Sağlık Bakanı’nın yaptığı basın toplantıları aynı zamanda medyanın gelmiş olduğu seviyenin pespayeliğini gözler önüne sermesi açısından da son derece anlamlı. Soru sormadan önce ezilip büzülen, “Sayın Bakan”, “Iıı efendim”, “….bu tarz eleştiriler var, o yüzden sormak istedim, yoksa ne haddime zaten bunları sormak size”, “Sayın Bakan çok çalışıyorsunuz, uyku düzeniniz nasıl?” tadındaki sorular eşliğinde yapılan bu basın toplantıları son dönemde hayatımızın önemli parçası oldu. Lakin bu toplantılarda; tirajları 1,5 milyona düşen ve muhtemelen önümüzdeki dönemlerde kapanacak gazetelerin ve yandaş televizyon/haber siteleri muhabirlerinin soruları, mevcut iletişim fakültesi öğrencilerine, üniversitelerin kapalı olduğu şu günlerde adeta bulunmaz bir ders niteliğinde. Faruk Bildirici’nin pek güzel ifade ettiği şekilde “(…) O gün gündemde sokağa çıkma yasağı fiyaskosu, Bakan Koca ve Bilim Kurulu’ndan habersiz karar alınması, Soylu’nun istifası ve istifasının reddedilmesinden önemli bir konu yoktu. Ama soru soran 20 gazeteciden 16’sı gündemin ilk sırasındaki konuyu merak etmiyordu. AA, İHA, DHA ajansları, Milat, Hürriyet, Yeni Çağ ve Diriliş Postası gazeteleri, ATV, A Haber, Kanal 7, Haber Global, Akit TV, Ulusal Kanal, TV100 televizyonları ile yeniakit.com.tr ve memurlar.net internet sitelerinin temsilcileri, korona aşısı, pandeminin zirve yapması, ilaç gibi konularda sorular yönelttiler. Gazeteciliğin hal-i pürmelali bu işte. İzin verilse de soru sorma reflekslerini yitirmiş, asıl konuya giremeyen gazeteciler… Sorgulayan, merak eden, eleştirel bakan gazeteciler azınlıkta kalmıştı."

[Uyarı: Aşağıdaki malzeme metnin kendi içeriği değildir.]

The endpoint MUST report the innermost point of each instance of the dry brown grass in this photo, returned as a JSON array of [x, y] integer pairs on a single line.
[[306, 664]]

Düzenli basın toplantısıyla “bilgilendirilme” yapılmasına 18 yıldır o kadar uzağız ki, son bir aydır yaşananların aslında “Esmeralda bana su verdi” hissiyatından başka bir şey olmadığını ayacak durumda da değiliz. O derece mutluyuz gördüğümüzü sandığımız bu ilgi ve alakadan. Zira içerikten azade olarak kabul etmek gerekir ki bu düzenli soru-cevap seanslarını uzun zamandan beri ilk kez yaşıyoruz. Hele ki karşındakine “senin yaptığın gazetecilik değil, senin ne mal olduğunu biliyoruz” tarzındaki azarlamaları yapmadan sorulara cevap vermek, -ya da vermeden veriyormuş gibi yapmak- yepyeni bir durum hepimiz için. Hatta her yanıt sonrası gazetecilere teşekkür etmeler falan, bizim için gerçekten çok fazla, insan gayri ihtiyari şımarıyor, “bu kadarını hakkediyor muyuz yahu” falan diyor, o derece yani...

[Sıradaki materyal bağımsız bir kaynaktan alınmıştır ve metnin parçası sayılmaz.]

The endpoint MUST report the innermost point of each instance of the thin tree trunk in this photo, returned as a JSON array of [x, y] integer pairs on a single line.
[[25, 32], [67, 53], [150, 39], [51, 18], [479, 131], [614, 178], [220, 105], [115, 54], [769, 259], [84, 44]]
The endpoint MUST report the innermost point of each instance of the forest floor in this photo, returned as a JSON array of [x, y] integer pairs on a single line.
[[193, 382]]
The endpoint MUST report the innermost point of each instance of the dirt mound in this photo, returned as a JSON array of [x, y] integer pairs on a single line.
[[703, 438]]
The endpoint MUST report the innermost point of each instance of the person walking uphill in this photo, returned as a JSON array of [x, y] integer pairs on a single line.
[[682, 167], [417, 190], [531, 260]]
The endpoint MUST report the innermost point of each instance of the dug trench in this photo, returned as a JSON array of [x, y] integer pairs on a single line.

Bütün bu duygu selinin yaşanmasıyla birlikte ister istemez karşındaki insanla empati kurarken buluyoruz kendimizi. Yoksa aralarda ayakta kalmayı başaran birkaç muhabirin yönelttiği; felaket projeksiyonuz nedir, Bilim Kurulu kararları siyasi otorite tarafından gerçekten uygulanıyor mu, istifa etmeyi düşündünüz mü o gece, İçişleri Bakanı’nın istifası hakkında ne düşünüyorsunuz, çalışanların “izolasyon” yerine çalışmak zorunda olmasını nasıl değerlendiriyorsunuz minvalindeki son derece hayati sorulara hiç ama hiç cevap vermiyor Sağlık Bakanı. Kenarından geçiyor, ama mutlaka bir cevabı var bu konulara da, en kötü “o konuda cevap vermem doğru olmaz”a bağlıyor.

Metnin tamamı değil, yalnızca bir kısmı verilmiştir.